Still, at least the Government used the money from TAV wisely, money which, according to the concession agreement, was originally intended for building an airport in Shtip. And now, thanks to that, the operating theatres built back in Tito’s time at the former Military Hospital in Skopje have finally been renovated. The slight problem is that the director of the City General Hospital “8 September” says that there isn’t enough staff to work in the renovated theatres. But, on the other hand, it’s comforting to hear Prime Minister Mickoski say that there is no hospital like it anywhere from here all the way north to Vienna.
Meanwhile, back home, doctors, nurses, engineers, and highly skilled workers who once built our buses have already gone far beyond Vienna, together with their children…
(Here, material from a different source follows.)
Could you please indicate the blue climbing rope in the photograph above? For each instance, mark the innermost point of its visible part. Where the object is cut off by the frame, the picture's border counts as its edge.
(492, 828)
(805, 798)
Ancient civilisations maintained irrigation systems thousands of years ago, while in our Macedonia, in the third decade of the 21st century, every slightly heavier rainfall sparks debates about drainage canals. Not about building new ones, but about maintaining the existing ones.
We built a cable car 15 years ago and, by the grace of God, it’s still standing despite never having been serviced.
Those are the civilisational achievements of 35 years of an independent Macedonian state.